On the surface things may seem to be unusually quiet here at G.R.I.P.E. HQ. After all, it has been some time since our last update. Outwardly all may appear to be proceeding swimmingly, but for those of us here living inside the eye of the storm I can now report that all is not well. There has been a spate of activity and sadly none of it has brought us any closer to finding a cure for FENS (False Empty Nest Syndrome).

A lot has happened since the last update and most of it, for now, must remain unreported. Perhaps the day will come when all can be told, but perhaps not.

The ending of which I speak is the major event that we refer to as the gerbil’s moving out day. All creatures big and small must make their own way in the universe and it is no different for the modern suburban gerbil. Eventually that day must come.

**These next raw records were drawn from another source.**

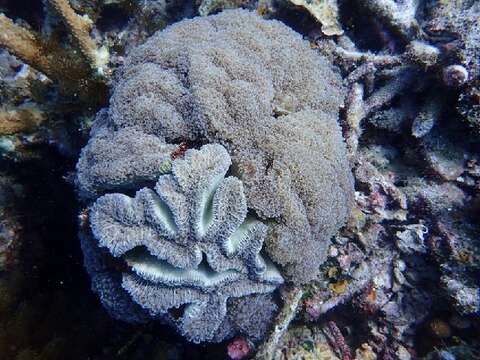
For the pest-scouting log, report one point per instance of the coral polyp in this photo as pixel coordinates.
(191, 242)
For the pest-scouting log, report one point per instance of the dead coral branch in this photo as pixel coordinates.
(292, 300)
(22, 119)
(23, 44)
(79, 27)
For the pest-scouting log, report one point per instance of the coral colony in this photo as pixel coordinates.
(192, 237)
(268, 179)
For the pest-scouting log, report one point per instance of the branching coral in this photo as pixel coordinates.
(76, 76)
(22, 119)
(190, 243)
(257, 88)
(79, 28)
(24, 44)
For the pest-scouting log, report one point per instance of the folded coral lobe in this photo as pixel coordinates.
(187, 244)
(223, 221)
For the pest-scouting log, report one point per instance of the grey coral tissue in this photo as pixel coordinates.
(255, 200)
(189, 244)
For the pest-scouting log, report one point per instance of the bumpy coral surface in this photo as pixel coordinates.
(189, 243)
(257, 88)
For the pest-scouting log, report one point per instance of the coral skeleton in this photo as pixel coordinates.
(24, 44)
(79, 27)
(191, 242)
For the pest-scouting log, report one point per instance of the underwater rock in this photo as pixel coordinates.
(189, 245)
(257, 88)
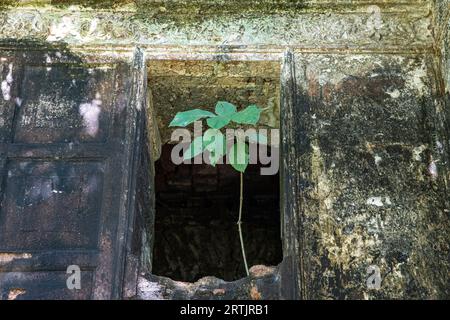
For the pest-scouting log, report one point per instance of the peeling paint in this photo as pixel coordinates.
(90, 113)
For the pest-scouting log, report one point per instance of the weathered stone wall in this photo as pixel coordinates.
(367, 134)
(375, 173)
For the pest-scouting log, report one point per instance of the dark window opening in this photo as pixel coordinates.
(196, 208)
(195, 220)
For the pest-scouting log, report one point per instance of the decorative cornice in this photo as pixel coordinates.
(370, 30)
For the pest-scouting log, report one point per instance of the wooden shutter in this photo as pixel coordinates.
(69, 135)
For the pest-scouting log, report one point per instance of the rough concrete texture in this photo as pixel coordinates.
(375, 171)
(262, 284)
(365, 133)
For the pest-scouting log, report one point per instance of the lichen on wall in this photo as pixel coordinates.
(377, 177)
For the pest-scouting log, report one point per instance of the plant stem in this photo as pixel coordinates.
(239, 223)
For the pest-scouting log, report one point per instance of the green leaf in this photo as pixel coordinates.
(225, 109)
(185, 118)
(257, 138)
(238, 156)
(214, 141)
(194, 149)
(249, 115)
(218, 122)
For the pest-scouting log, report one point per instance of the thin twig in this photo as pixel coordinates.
(239, 223)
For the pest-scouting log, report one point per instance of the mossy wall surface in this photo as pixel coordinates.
(369, 130)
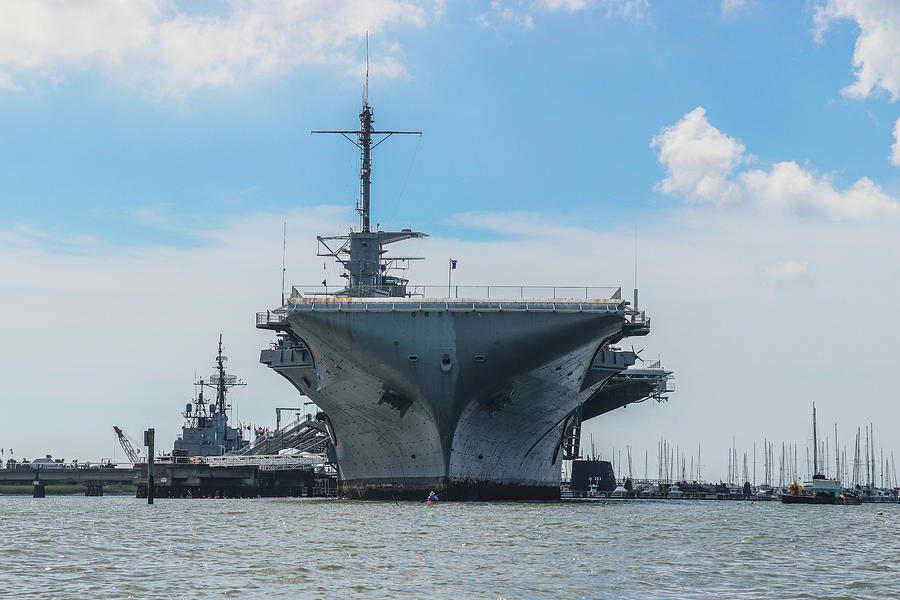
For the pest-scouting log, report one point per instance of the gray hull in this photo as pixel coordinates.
(471, 399)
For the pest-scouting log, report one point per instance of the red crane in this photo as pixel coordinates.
(127, 446)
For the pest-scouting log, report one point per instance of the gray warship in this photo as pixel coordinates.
(206, 431)
(478, 393)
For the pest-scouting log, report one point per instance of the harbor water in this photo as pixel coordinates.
(119, 547)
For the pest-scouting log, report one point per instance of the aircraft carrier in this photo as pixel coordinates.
(475, 393)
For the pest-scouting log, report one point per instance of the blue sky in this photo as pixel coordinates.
(167, 142)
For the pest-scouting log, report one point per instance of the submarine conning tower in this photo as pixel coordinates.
(468, 391)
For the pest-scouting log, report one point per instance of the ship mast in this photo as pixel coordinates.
(362, 253)
(364, 143)
(815, 445)
(221, 389)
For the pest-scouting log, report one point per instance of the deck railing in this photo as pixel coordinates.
(493, 292)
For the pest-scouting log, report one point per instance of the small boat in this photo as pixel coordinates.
(619, 492)
(822, 490)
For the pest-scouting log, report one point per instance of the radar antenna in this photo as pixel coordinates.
(364, 143)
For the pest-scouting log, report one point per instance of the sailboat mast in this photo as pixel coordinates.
(815, 444)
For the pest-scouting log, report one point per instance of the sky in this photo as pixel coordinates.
(154, 151)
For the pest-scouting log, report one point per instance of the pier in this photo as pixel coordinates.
(233, 476)
(93, 478)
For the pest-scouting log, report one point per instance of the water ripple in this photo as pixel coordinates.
(117, 547)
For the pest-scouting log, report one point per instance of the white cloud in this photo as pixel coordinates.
(729, 7)
(788, 269)
(895, 147)
(698, 159)
(499, 13)
(626, 9)
(700, 162)
(566, 5)
(178, 51)
(876, 55)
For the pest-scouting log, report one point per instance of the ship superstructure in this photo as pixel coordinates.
(473, 396)
(206, 431)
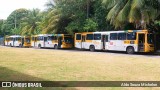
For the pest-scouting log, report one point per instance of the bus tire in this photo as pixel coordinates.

You might think that “moving out” would seriously alleviate the major symptoms of FENS and perhaps even go a long ways towards a permanent cure. Normally that would be a valid conclusion. But where gerbils are involved one must remain ever vigilant and remember to never underestimate the incredible range of gerbil behaviors.

Perhaps an anecdotal accounting will help illustrate:

After an escalating series of frustrating events involving the gerbil, most of which must remain unreported at this time, the gauntlet was finally thrown down.

The gerbil was kicked out of the nest and given a deadline one week in the future.

The week elapsed with no noticeable change in behavior. We could feel the week was building toward something but if the gerbil felt it too he gave no sign. As far as we could tell absolutely no preparations were made. No packing, no organizing, nothing at all even remotely visible to the naked eye.

Finally the big day arrived. I was overflowing with scientific curiosity. What was about to happen? How would events unfold? Myriads of possible scenarios went through my mind.

I have to admit what happened was unexpected and took me by surprise.

In a stark reversal of the normal pattern, the gerbil woke up early and cooked himself a meal. In another unusual move, the gerbil didn’t immediately leave the home. He simply lounged around the house all day. At lunch the meal cooking was repeated, then again at dinner. It was almost as if the gerbil was trying to pack away as much of our food as he could, perhaps as a going away present to himself, before hitting the road.

After dinner we kept waiting for some movement from the gerbil. We waited an hour. Then another. Then another still. Nothing ever happened. Finally we went to bed.

We didn’t know what the morning might bring. Would the gerbil persist? Would he skulk away under cover of darkness? An odd silence permeated our home as we tucked ourselves in and drifted off to sleep.